PARTE 2: CUANDO ADRIÁN REGRESÓ DE MIAMI DISPUESTO A DARME OTRA FECHA PARA CASARNOS, DESCUBRIÓ QUE YO YA HABÍA ABANDONADO SU EMPRESA Y QUE EL HOMBRE QUE MI FAMILIA HABÍA ELEGIDO PARA MÍ ACABABA DE LLEGAR A MONTERREY.

Lucía no se volvió.

—No será necesario.

Adrián soltó una risa.

—¿Qué cosa?

Ella abrió la puerta de cristal.

—Que consideres casarte conmigo cuando regreses.

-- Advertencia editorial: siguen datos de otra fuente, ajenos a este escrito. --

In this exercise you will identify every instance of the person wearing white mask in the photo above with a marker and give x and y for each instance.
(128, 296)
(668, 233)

Por primera vez, la sonrisa desapareció de su rostro.

—Lucía.

Pero ella ya había salido.

Caminó por el pasillo ejecutivo sin detenerse, aunque decenas de ojos la siguieron desde los cubículos.

Su teléfono comenzó a vibrar.

Adrián.

Lo rechazó.

Volvió a sonar.

Lo rechazó otra vez.

Cuando llegó al ascensor recibió un mensaje.

«Deja de comportarte como una niña. Hablamos cuando vuelva.»

Lucía lo leyó una vez.

Después bloqueó el número.

Ocho años terminaron con un solo movimiento del pulgar.

Al salir del edificio, una camioneta negra esperaba junto a la acera.

Lucía se detuvo.

La puerta trasera se abrió.

Un hombre de cabello gris descendió.

—Señorita Bennett.

Hacía casi nueve años que nadie en Monterrey la llamaba así.

—Señor Harris.

El antiguo secretario privado de su abuelo inclinó ligeramente la cabeza.

—Su abuelo me pidió que estuviera preparado.

Lucía miró el edificio que había ayudado a levantar.

—¿Sabía que esto pasaría?

—Esperaba equivocarse.

Harris abrió la puerta.

—Quedan cuatro horas para que venza el plazo.

Lucía subió.

Dentro había una carpeta.

En la portada aparecía el escudo de Bennett Global Group.

Durante ocho años, Lucía había ocultado que no era simplemente una joven ejecutiva que había llegado a México buscando oportunidades.

Era Lucía Bennett.

Nieta de Charles Bennett.

Heredera de un conglomerado internacional con inversiones en tecnología, energía y bienes raíces.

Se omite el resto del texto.